Uncertainty Remains In China 
From an accounting angle, Joel Haggard, USMEF senior vice president Asia Pacific, says pork numbers were pretty flat as a result of exports to China and Hong Kong dropping roughly 100,000 tons and not getting picked up in terms of increased buying by Korea, Columbia, Australia, Philippines, Vietnam, Taiwan, all adding up to more or less compensate for that huge decrease in China pork imports.

Exports to China/Hong Kong declined 26% from a year ago to 277,779 mt, with value dropping 14% to $667.9 million. This region is the largest destination for U.S. pork variety meat exports, which were down 27% in volume (177,747 mt) and 13% in value ($466.2 million). 

“All of our competitors have faced a tough China market,” Haggard says. “China looks to get more interesting moving forward because of their African swine fever outbreaks. As of this morning, they’ve registered 54 cases. It seems to be spreading faster.”

The transport restrictions China has placed on hog movement due to ASF is causing some market dislocations because they are preventing the movement of live hogs and pork products from epidemic provinces to other provinces, Haggard says. 

“This is creating panic selling in some provinces,” he adds. “We’re seeing some prices in certain epidemic-hit provinces that are now below breakevens. And that would suggest that beginning sometime next year, that they’ll be moving into a production contraction situation.”

The official cull numbers China has announced are still pretty low, but Haggard believes the low prices in some of the hard-hit provinces will discourage production. 

“The ASF outbreak is something we are watching very carefully,” he says. “There’s a degree of normalcy in the market so far. National prices are still above breakeven. But it seems to be see-sawing back and forth as if the market itself is trying to figure out a direction.”

Korea’s “Meat Boom” Provides Opportunity For U.S. Pork 
Jihae Yang, USMEF-Korea director, says the Korean market is experiencing a “meat boom.” The consumption of red meat in Korea has been growing as well as the demand for convenience products and premium pork such as Berkshire or Duroc. 

“The volume is still limited, but it’s a sign of the market diversification and the upgraded customer demand,” says Jihae Yang, USMEF-Korea director.

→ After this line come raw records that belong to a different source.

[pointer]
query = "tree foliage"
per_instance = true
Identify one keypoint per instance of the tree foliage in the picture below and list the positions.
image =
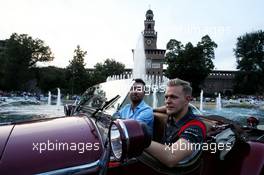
(76, 73)
(20, 55)
(249, 52)
(191, 63)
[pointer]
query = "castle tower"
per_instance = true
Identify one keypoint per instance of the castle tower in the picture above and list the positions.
(154, 56)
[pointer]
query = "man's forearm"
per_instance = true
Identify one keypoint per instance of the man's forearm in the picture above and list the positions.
(168, 155)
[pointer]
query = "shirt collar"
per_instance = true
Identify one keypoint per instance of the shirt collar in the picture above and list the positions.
(140, 105)
(184, 119)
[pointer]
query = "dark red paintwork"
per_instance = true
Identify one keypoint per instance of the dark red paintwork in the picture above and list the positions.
(18, 156)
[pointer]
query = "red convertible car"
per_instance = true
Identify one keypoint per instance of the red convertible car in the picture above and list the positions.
(90, 140)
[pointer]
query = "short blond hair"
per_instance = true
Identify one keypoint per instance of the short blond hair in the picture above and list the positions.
(186, 86)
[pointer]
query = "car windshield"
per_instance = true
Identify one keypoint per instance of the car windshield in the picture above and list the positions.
(94, 97)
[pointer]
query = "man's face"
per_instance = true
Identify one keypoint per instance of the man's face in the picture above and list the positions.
(176, 100)
(137, 92)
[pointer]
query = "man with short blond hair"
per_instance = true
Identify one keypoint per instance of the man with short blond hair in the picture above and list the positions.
(182, 127)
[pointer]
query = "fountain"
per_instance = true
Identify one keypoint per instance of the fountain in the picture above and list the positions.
(49, 98)
(139, 59)
(58, 98)
(201, 100)
(218, 102)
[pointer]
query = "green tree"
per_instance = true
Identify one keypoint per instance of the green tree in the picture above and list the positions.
(249, 52)
(50, 78)
(21, 54)
(108, 68)
(76, 73)
(191, 63)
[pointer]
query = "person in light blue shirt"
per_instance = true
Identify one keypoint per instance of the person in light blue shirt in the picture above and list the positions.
(138, 109)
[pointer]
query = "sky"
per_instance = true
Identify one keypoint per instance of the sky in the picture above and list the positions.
(111, 28)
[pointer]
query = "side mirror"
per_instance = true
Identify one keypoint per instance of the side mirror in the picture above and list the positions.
(68, 109)
(128, 138)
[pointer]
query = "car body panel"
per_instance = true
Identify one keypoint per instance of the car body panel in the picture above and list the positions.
(21, 155)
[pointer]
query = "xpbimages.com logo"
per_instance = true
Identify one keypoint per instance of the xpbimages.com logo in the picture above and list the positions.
(212, 147)
(81, 147)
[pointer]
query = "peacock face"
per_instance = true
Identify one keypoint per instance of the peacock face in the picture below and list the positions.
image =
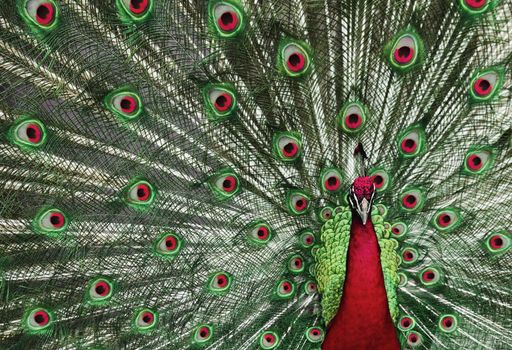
(361, 196)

September pork exports to South Korea increased 33% from a year ago in volume (12,486 mt) and 30% in value ($33.6 million). Through September, exports increased 43% in volume (172,022 mt) while export value climbed 48% to $489.2 million – already topping the 2017 year-end total of $475 million. U.S. share of Korea’s total pork imports has increased dramatically this year, from 31 to 35%, even as imports also trended higher from most of Korea’s main suppliers. 

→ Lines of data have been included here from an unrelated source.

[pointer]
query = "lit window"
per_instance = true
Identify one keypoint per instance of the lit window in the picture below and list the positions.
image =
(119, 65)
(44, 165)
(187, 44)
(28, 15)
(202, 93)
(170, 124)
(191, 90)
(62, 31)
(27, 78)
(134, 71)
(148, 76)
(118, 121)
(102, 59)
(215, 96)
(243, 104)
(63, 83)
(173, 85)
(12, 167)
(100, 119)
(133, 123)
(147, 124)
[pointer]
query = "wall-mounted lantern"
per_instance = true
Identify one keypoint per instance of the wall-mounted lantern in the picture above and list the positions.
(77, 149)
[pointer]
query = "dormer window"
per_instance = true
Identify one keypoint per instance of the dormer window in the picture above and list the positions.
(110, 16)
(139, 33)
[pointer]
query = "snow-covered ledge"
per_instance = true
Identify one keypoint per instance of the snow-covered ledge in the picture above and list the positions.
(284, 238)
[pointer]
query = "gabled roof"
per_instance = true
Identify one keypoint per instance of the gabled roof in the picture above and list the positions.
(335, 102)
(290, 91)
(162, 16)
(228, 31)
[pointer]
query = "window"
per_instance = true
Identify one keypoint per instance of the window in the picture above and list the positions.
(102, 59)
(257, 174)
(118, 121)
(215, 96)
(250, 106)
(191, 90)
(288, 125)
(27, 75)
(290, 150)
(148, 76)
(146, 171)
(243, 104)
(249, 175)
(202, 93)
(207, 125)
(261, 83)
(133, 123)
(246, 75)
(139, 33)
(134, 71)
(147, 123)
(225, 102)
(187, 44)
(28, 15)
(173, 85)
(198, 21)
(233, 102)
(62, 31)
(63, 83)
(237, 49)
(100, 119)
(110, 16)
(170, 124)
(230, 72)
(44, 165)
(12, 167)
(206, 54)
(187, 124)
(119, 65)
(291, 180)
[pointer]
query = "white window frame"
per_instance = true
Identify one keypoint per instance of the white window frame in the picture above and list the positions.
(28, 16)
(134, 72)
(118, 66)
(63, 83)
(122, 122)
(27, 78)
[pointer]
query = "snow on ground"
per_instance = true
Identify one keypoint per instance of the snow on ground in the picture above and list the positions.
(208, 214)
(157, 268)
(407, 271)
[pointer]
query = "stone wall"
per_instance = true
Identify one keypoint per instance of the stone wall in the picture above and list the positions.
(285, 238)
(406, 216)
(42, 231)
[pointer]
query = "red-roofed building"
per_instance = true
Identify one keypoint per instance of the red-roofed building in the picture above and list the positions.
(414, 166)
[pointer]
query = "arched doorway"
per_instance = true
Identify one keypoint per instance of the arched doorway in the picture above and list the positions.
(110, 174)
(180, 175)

Pork exports to South America continued to gain momentum in September, led by strong growth in Colombia and Peru and a rebound in exports to Chile. Through the first three quarters of the year, exports to the region were 27% ahead of last year’s record pace in volume (92,252 mt) and 22% higher in value ($227.9 million). 

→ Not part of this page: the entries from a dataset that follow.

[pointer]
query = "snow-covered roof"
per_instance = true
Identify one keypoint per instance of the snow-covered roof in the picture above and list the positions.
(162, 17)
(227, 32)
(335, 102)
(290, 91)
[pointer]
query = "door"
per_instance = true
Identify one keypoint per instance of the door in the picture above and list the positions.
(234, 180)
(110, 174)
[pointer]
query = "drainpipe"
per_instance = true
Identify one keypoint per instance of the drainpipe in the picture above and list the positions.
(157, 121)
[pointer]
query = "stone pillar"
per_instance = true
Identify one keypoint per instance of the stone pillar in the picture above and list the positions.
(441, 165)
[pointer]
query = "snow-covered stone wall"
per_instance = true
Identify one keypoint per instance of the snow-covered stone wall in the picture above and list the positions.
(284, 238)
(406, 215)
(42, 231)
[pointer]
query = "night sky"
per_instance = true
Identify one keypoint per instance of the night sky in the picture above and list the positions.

With steady growth in mainstay markets Honduras and Guatemala and sharply higher shipments to Panama, El Salvador, Nicaragua and Costa Rica, January-September exports to Central America increased 20% in volume (58,756 mt) and 17% in value ($138.7 million). This region is also coming off a record year in 2017. 

Exports to the Dominican Republic have already broken the records set last year, with volume climbing 35% to 32,859 mt, valued at $71.6 million (up 29%).